Unexpectedly, media networks may also be injuring potential plaintiffs’ rights of publicity claims. How much is the unauthorized use of your name, photograph, or likeness worth? If all of your friends have your images on their MySpace and Facebook pages, and they paid nothing for that right, are you really entitled to a damage award when someone else uses your image on their website? Internet savvy defense lawyers will undoubtedly argue no.

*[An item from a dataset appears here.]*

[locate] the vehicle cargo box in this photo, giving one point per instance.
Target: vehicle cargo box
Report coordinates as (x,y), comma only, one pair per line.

Despite efforts by Nevada Legislation to strengthen rights to PII, more of the public is losing its reasonable expectation of privacy. It is not the technology or social networks alone that is causing the loss. It is the public’s changing attitude about the amount of personal information they are willing to share with others. When individuals do so, their reasonable expectation of privacy is reduced and perhaps their ability to claim unjustified exploitation in a right of publicity matter may similarly be challenged.

Mark Tratos is the Managing Shareholder of Greenberg Traurig’s Las Vegas office. He teaches Cyber Law, Rights of Publicity and Privacy Law, and Entertainment Law at UNLV’s Boyd School of Law. He teaches Data Base Licensing for the Practicing Law Institute and writes and speaks extensively in the fields of Intellectual Property and Entertainment Law.